Ölme-öldürme yemini ettiren Emekli
Albay Fikri
Karadağ'ın başkanlığını yaptığı Ulusalcı Kuvayı Milliye Derneği'nin uyuşturucu partileri verildiği tespit edildi. İşte
Ergenekon terör örgütünün gerçek yüzünü anlatan önemli bir örnek.
.
.
.
Ergenekon iddianamesinde yer alan "Gizli Tanık 17" ifadesinde, uyuşturucu partilerini şöyle anlatıyor:
GİZLİ TANIK 17
Hüseyin Görüm derneğin teşkilatlanmadan sorumlu genel başkan yardımcısıydı. Kendisinin eski sabıkalı olduğunu biliyorum. Dernek binasının 3. katında özel bir odası vardı. Çevresine sabıkalı kişileri toplamıştı. Bunlara da anlattığım gibi çeşitli askeri rütbeler veriyordu. Bu kişilerle dernekte esrar partileri verdiğini bizzat gördüm. Raif Görüm ve Yusuf Görüm'ü Hüseyin Görüm'ün yakınları olarak biliyorum. Raif Görüm'ün esrar içmek için derneğe geldiğini, Hüseyin Görüm ile birlikte esrar içtiklerini gördüm.
Gizli tanığın açıklamalarında yer alan Raif Görüm de ifadesinde, Kuvayı Milliye Derneği'nde zaman zaman uyuşturucu kullandıklarını
itiraf etti.
Dernekte sadece uyuşturucu partileri verilmediği, çok büyük miktarlarda uyuşturucu bulundurulduğu da yine ifadelerle ortaya çıktı.
Ergenekon Terör Örgütü sanıklarından Recep Gökhan Sipahioğlu, oğlu Emir'le beraber bir gün dernek binasına gider. Bundan sonrası iddianamede anlatılıyor.
RECEP GÖKHAN SİPAHİOĞLU:
"Emir'in tesadüfen derneğin alt katında esrar içen kişiler görerek kendisine söylediğini, bunun üzerine gidip baktığında gerçekten esrar içtiğini tahmin ettiği Kahraman Şahin ve Niyazi Kıyak ile isimlerini bilmediği iki kişi daha gördüğünü, bulundukları odada çuval içerisinde esrar olduğunu tahmin ettiği bir madde gördüğünü, bunu Hüseyin Görüm' e sorduğunu, onun da kendisine esrar içmenin yanlış olmadığını söylediğini, kendisinin söylenenleri yadırgadığını..."
Ergenekon'dan
tutuklu bazı zanlıların sadece uyuşturucu kullanmadıkları, aynı zamanda örgütün Türkiye'deki narkotik trafiğini ayarladığı da iddianamede yer alıyor.

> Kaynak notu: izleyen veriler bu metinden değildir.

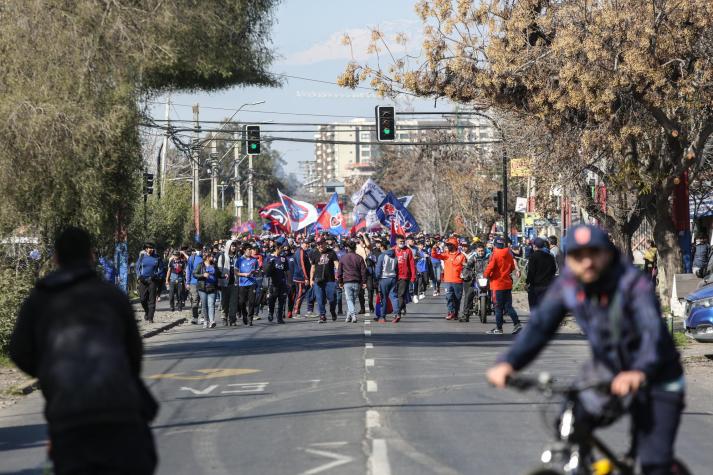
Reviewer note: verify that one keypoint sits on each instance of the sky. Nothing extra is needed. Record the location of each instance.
(307, 42)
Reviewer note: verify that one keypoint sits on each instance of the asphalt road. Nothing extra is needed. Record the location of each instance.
(338, 398)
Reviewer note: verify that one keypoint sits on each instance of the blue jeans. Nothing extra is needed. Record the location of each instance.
(351, 292)
(208, 303)
(454, 294)
(387, 288)
(326, 292)
(502, 302)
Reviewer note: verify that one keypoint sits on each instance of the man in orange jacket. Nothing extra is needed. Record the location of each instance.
(453, 262)
(498, 271)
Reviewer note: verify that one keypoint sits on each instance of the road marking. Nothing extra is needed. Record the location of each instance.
(337, 460)
(373, 419)
(211, 373)
(379, 460)
(201, 392)
(246, 388)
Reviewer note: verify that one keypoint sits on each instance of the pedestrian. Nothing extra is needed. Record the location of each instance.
(208, 275)
(175, 280)
(78, 335)
(541, 270)
(556, 253)
(276, 270)
(301, 275)
(499, 271)
(228, 284)
(323, 279)
(194, 260)
(148, 272)
(386, 272)
(700, 255)
(247, 273)
(453, 261)
(352, 277)
(405, 275)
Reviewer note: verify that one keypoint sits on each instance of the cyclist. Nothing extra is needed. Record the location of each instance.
(617, 308)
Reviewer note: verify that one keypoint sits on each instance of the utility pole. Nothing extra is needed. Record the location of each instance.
(214, 172)
(236, 176)
(195, 157)
(164, 151)
(250, 187)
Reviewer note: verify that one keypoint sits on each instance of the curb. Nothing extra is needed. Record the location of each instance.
(31, 386)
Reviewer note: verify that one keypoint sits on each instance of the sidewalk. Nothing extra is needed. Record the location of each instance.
(14, 384)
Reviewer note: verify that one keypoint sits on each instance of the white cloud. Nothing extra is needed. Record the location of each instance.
(333, 49)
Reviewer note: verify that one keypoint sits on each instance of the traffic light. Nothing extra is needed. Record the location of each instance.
(385, 123)
(252, 138)
(148, 183)
(498, 203)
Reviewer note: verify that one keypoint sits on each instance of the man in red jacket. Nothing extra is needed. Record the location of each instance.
(498, 271)
(405, 275)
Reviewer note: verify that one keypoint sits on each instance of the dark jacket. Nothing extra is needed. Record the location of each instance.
(643, 343)
(352, 268)
(77, 334)
(541, 269)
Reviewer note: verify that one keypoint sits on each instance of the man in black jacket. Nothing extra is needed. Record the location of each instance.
(77, 334)
(541, 270)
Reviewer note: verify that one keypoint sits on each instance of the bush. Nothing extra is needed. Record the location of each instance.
(15, 287)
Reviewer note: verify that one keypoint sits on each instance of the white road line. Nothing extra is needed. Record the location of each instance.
(373, 419)
(379, 460)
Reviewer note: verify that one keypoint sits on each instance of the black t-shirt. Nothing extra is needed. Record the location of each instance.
(324, 266)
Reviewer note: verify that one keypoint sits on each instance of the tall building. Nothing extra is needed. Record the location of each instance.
(356, 158)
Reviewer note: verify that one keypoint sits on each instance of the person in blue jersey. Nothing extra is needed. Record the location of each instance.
(247, 270)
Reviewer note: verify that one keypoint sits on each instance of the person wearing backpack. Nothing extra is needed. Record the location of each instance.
(78, 335)
(175, 280)
(148, 268)
(208, 275)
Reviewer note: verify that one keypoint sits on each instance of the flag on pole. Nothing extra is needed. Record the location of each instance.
(331, 218)
(392, 210)
(300, 213)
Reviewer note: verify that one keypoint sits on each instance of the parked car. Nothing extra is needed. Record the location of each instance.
(699, 314)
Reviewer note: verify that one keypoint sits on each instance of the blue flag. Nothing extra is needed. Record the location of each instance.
(392, 210)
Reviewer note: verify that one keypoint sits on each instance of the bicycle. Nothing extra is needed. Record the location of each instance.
(562, 457)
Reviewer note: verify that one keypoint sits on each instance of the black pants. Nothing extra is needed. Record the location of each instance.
(229, 302)
(112, 449)
(402, 286)
(534, 296)
(246, 302)
(175, 294)
(656, 415)
(277, 295)
(147, 294)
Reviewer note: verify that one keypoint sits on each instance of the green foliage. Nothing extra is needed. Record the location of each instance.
(15, 287)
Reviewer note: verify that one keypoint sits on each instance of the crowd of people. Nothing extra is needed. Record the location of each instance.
(369, 274)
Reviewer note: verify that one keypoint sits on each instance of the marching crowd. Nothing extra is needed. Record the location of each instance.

Kuvayı Milliye'nin dernek binası Vakıflar Genel Müdürlüğü'ne ait ve Milli Emlaktan kiralanmıştı. Ancak kira borçları yüzünden binanın iadesi gündemdeydi. İşte o günlerde, dernekte uyuşturucu partileri veren başkan yardımcısı Hüseyin Görüm ile derneğin başkanı Fikri Karadağ bakın nasıl bir yola tevessül ediyor?
TAPE : 322
Mehmet Fikri Karadağ: Gelen giden var mı?
Hüseyin Görüm: Sabahleyin iki tane
avukat geldi buraya. müze yapıyoruz. Bizim ıvır zıvırlar var ya, böyle tarihi şeyler. orta kata koyuyoruz. eğer öyle bir şey, yani
kapatma şekline gelirse,
Atatürk'ün müzesini kapatıyorlar şeklide bütün her şeyi yığarız diyo, kimse bir şey yapamaz diyorlar.
Mehmet Fikri Karadağ: Aynen yapsınlar, şimdiden başlasınlar. onun için gereken ne varsa hemen gelip yarın imzalayayım, yazsınlar, müze haline dönüştürdük burayı falan diye.
TAPE: 323
Mehmet Fikri Karadağ: Kuvayı Milliye Atatürk müzesi diye oraya bi kağıda birşey yazdırın. O bizim eski çerçevelerden bir tanesine
koyun, cama asın kenara. Oraya bir hikaye yazdırın şeye, dersiniz, Atatürk
Misak-ı Milli kararlarını bu binada almıştır diye. O şeyin altına da yazın, asın dışarıya.